Zilberlicht and his colleagues stress that further and larger studies are needed to confirm their findings of cellular radiation damage in the context of male infertility.

Male sperm quality, which is steadily declining in Western countries, accounts for 40 percent of infertility problems among couples. Accumulated research knowledge on this subject shows that sperm quality is affected by congenital genetic factors but also by environmental variables — including the growing use of cellphones.

Previous studies looking at a possible connection between sperm quality and the radiation emitted by cellphones have reached varying conclusions because they were carried out under different sets of conditions, such as laboratory experiments on tissue or on animals. Furthermore, most of these studies have not addressed all the relevant variables.

The Haifa study involved 106 men who had been evaluated at Carmel Medical Center’s Fertility and In Vitro Fertilization (IVF) Unit in 2011-2012, and addressed a wide range of variables related to cellphone usage habits and sperm quality according to parameters set by the World Health Organization in 2010.

Participants filled out detailed questionnaires including demographic characteristics and data, medical conditions, and highly detailed and comprehensive questions about their cellphone usage: how much time spent on the phone each day, where the phone is carried, whether calls are made or received in areas with poor reception and while the phone is charging, and others.

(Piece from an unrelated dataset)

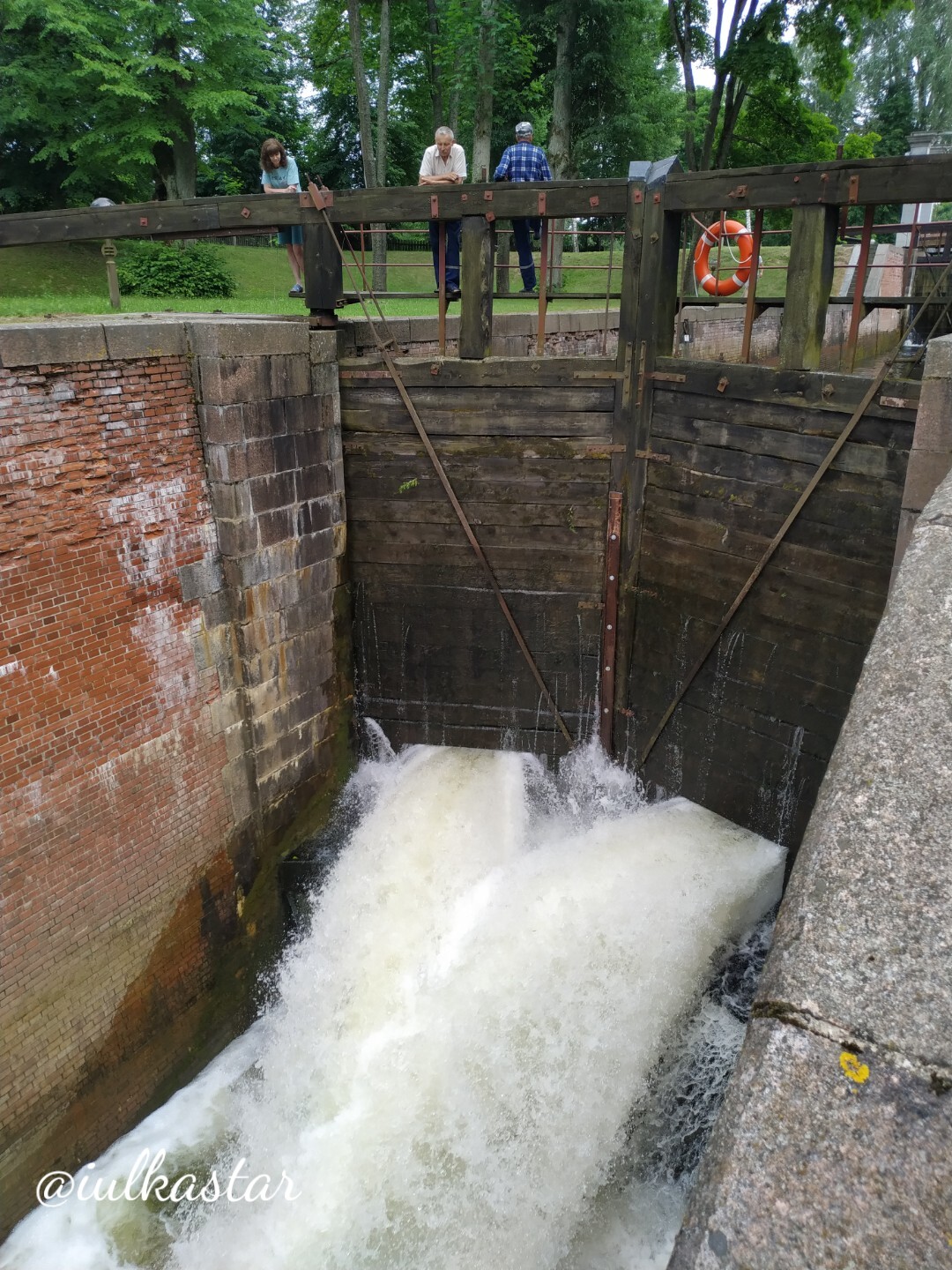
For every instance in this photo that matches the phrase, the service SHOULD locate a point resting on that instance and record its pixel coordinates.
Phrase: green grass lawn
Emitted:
(65, 279)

After collecting the data, the researchers examined the connection between all the independent variables and sperm-quality results. Their published paper reporting the results is titled “Habits of cell phone usage and sperm quality — does it warrant attention?”

The study was carried out as part of the doctoral work of Dr. Yulia Sheinfeld from the Technion Faculty of Medicine, under the guidance of Technion clinical associate professor Martha Dirnfeld, director of the Fertility and IVF Unit at Carmel Medical Center.